READ MORE: Coronavirus: Geneva Motor Show to be cancelled next year and sold off

Jenkins believes that car shows will continue to exist, as people will want to go out again to see new cars once it is safe, but that the format will likely change.

“The question is — is the auto show still this huge corporate-driven media extravaganza?
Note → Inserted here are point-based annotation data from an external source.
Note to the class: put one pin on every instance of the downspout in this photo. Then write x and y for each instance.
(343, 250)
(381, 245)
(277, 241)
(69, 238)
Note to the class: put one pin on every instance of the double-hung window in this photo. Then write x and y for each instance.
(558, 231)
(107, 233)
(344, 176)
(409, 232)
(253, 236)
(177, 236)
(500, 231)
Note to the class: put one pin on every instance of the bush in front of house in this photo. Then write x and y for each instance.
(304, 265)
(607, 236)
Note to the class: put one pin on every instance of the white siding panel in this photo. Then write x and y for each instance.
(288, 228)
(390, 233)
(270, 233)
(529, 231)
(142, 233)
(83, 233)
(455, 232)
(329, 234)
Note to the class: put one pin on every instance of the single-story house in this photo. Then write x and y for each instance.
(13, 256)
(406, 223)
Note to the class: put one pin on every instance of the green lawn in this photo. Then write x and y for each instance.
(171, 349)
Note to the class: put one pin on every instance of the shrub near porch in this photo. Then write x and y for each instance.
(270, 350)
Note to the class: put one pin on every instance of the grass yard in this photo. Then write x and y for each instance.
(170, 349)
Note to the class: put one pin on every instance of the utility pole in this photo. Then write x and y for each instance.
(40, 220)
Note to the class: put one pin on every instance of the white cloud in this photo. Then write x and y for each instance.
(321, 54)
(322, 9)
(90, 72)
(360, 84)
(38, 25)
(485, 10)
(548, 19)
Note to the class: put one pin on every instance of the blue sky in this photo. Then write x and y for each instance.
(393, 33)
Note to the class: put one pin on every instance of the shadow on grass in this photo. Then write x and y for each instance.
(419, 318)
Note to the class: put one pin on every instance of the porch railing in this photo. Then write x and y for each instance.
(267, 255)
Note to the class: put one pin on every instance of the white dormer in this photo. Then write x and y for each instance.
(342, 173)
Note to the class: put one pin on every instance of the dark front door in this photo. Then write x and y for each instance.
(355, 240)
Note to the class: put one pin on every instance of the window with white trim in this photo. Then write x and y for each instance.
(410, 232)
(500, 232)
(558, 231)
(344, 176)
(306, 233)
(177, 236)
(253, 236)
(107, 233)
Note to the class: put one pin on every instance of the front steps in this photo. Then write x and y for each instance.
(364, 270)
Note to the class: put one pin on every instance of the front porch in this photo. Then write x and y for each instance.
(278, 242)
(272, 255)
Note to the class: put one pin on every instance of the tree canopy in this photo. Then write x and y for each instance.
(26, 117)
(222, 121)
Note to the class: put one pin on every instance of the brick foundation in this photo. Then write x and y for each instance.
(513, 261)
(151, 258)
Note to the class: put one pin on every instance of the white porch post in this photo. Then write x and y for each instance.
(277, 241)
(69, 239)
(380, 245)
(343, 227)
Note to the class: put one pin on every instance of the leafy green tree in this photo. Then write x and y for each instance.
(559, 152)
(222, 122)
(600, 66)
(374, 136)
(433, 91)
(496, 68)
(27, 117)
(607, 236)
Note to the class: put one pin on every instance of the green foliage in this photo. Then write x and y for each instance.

It might be that it’s a smaller-format dealer-style thing so that people can come and touch and feel many different cars at once,” Jenkins said.

“We’re all conditioned to digital interaction, digital purchasing and choice, it’s just the car industry that’s old fashioned and holding back, it’s that gap we’re trying to close,” he added.

One core element of Lucid’s online consumer experience is an “groundbreaking” 3-D configurator, allowing people to configure for the most life-like possible rendering of how they want their new car to look.

The configurator was developed by ZeroLight, a five-year-old, Newcastle-based company that specialises in Cloud-based 3D visualisations for the auto industry.

“We also call it the digital twin, a popular term which means it’s a virtual copy of the real car, behaves like the real car, and has all same configuration options as the real car,” ZeroLight chief product officer Francois de Bodinat told Yahoo Finance UK.

The COVID-19 lockdowns and ongoing distancing measures, which shuttered car shows and dealerships, has given ZeroLight an extra boost.

Photo: Lucid
Photo: Lucid

“We’ve been approached a lot during the COVID-19 social distancing,” De Bodinat said “OEMS [carmakers] would come to us and tell us ‘we have issues because we can’t launch a car’… so we did adapt our technology to allow for car launches.”

As well as Lucid Motors, it also counts Volkswagen (VOW3.DE), Audi, Cadillac (CADIF), Lamborghini, Skoda, and Pagani among its clients.

ZeroLight is aiming to drag the dealership experience into the digital age too, with virtual showrooms, where customers can configure cars and have a remote one-on-ones with a dealer.

“The decline in visits to auto shows, the decline of visits to the dealerships, it was all things that we saw happening before COVID,” De Bodinat says. “COVID has just accelerated that trend for us — and before COVID we were already pushing the fact that decision-making processes happen online.”

De Bodinat says the consumer was always more ready for the shift to online sales than car companies were, but “finally, they are catching up with other industries that have been doing that for years.”

Despite the bulk of the consumer’s purchase journey happening online, a virtual-reality configurator won’t replace a test drive for many buyers, especially for such a big-ticket item.

Lucid Motors, which will offer online car purchase and delivery, is also going to open its own stores – as Tesla has done – where people can check out the car. Around 15 or 16 Lucid Studios will be opened in the course of the next year across North America; the first one is slated for Beverly Hills in September.